Pourtant, de ces petits riens, Paul Auster – qu’un bougon critique pas sympathique accuse d’avoir perdu sa magie – déroule un roman d’élégance, de mémoire et de légèreté. De souvenirs, de pensées et d’accidents, aussi. Le temps passe, on sait tous comme Sy Baumgartner que le voyage se termine un jour.

N’empêche, au fil de la journée, les souvenirs s’invitent alors que l’un de ses genoux craque et le fait souffrir. Souvenirs du coup de foudre pour Anna, poétesse et traductrice, dont il range encore, dix ans après sa disparition, minutieusement les vêtements. De l’enfance. D’un voyage à Ivano-Frankivsk, à l’est de l’Ukraine, sur les pas de son père juif polonais. De ces tentatives d’être à nouveau amoureux – qui ont toutes échoué. Et puis, une jeune étudiante est annoncée, elle vient le visiter pour la rédaction de sa thèse sur Anna…

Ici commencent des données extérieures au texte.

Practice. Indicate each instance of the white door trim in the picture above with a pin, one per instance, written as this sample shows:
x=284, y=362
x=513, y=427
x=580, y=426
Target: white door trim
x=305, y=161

Alors, surgit la question : dans Baumgartner, où est le vrai, où est le faux? Depuis quelque temps, Paul Auster se bat à Cancerland (comme l’a indiqué sa femme Siri Hustvedt, écrivaine, poétesse et essayiste). En 2022, son fils et son bébé sont morts. Il écrit, évoquant ce membre fantôme après une amputation : «Il pense aux mères et pères vivant le deuil de leurs enfants défunts (…) et à la ressemblance entre leur souffrance et les effets consécutifs à une amputation (…) Vous allez découvrir que la partie de vous amputée, la partie fantôme, peut toujours être source d’une douleur profonde et sacrilège». Des bribes d’existences que l’auteur de Moon Palace ou encore 4 3 2 1 laisse transpirer à chaque page. Il suffit de décoder. Baumgartner, c’est le livre de mémoire. Et de l’existence qui reste.